Ole Petersen has received several awards. He was elected Fellow of The Royal Society (FRS) in 2000 and Member of the German National Academy of Sciences Leopoldina in 2010. The first President of Academia Europaea, Sir Arnold Burgen FRS, invited OP to become one of the 100 Foundation Members of AE in 1988 and he was later Vice-President of the Academy (2015-2023). OP is also a Foreign Member of the Royal Danish Academy of Sciences & Letters and an Honorary Member of the Hungarian Academy of Sciences. He received the 1994 Jacobaeus Prize from the NOVO NORDISK Foundation. In 2003, he was presented with the J.E. Purkyně Honorary Medal for ‘Merit in the Biological Sciences’ from The Academy of Sciences of the Czech Republic. In 2008, he was appointed Commander of the Order of the British Empire (CBE) for ‘Services to Science’ by Queen Elizabeth II. In 2013, he was awarded the American Physiological Society’s Horace W Davenport Distinguished Lectureship and gave the Award Lecture at Experimental Biology (EB) 2013 in Boston, USA (EB is the largest annual biology conference in the world, with regular attendance of more than 14000 participants).
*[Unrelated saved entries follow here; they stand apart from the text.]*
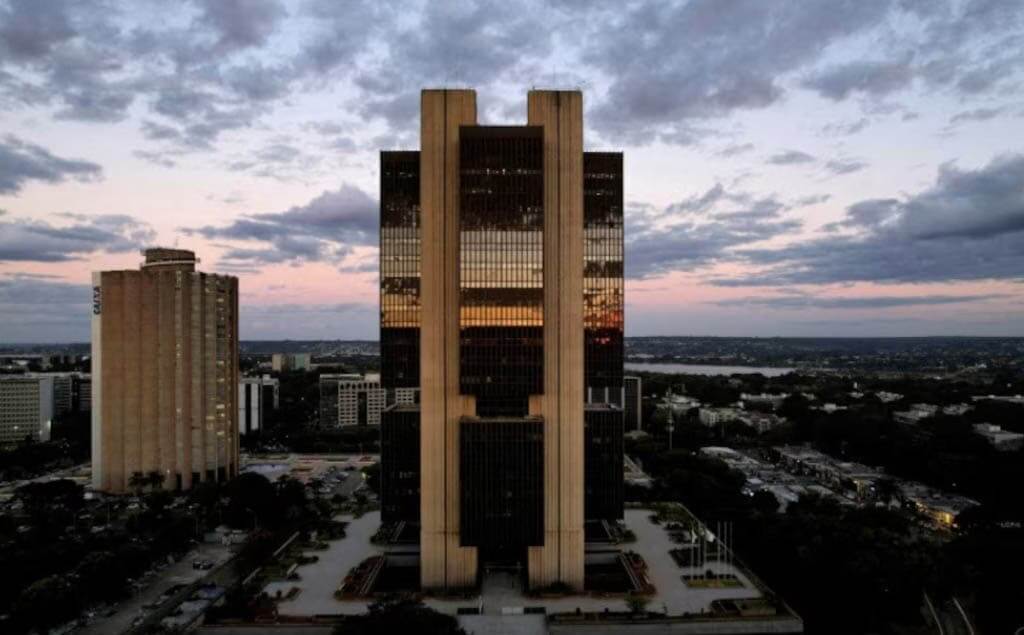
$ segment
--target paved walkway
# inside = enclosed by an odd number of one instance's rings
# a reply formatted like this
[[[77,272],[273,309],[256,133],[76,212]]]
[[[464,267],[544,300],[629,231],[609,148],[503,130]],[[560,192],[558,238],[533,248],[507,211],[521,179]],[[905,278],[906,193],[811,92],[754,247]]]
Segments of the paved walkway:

In 2015, he was elected Honorary Member of The Physiological Society (UK & Ireland) and in 2017 Honorary Member of the German Society for Gastroenterology, Digestive and Metabolic Diseases. The American Physiological Society elected Ole Petersen to become the 2018 Walter B Cannon Memorial Award Lecturer (the Society's most prestigious award) and he delivered the Plenary Award Lecture at Experimental Biology (EB) in San Diego, USA on 22nd April 2018. He gave the first 'Sir Michael Berridge Memorial Lecture at the FASEB conference on 'Calcium and Cell Function' in 2021 (virtual). In 2021, he received Academia Europaea's Gold Medal and delivered the Gold Medal Award Lecture at the Academy's Annual Meeting in Barcelona, 20th October 2021. He was awarded the International Association of Pancreatology's (IAP) 2022 Palade Prize and Medal and delivered the Award Lecture at the Joint IAP - JPS (Japanese Pancreatic Society) Conference held in Kyoto, Japan, 7 - 9 July 2022.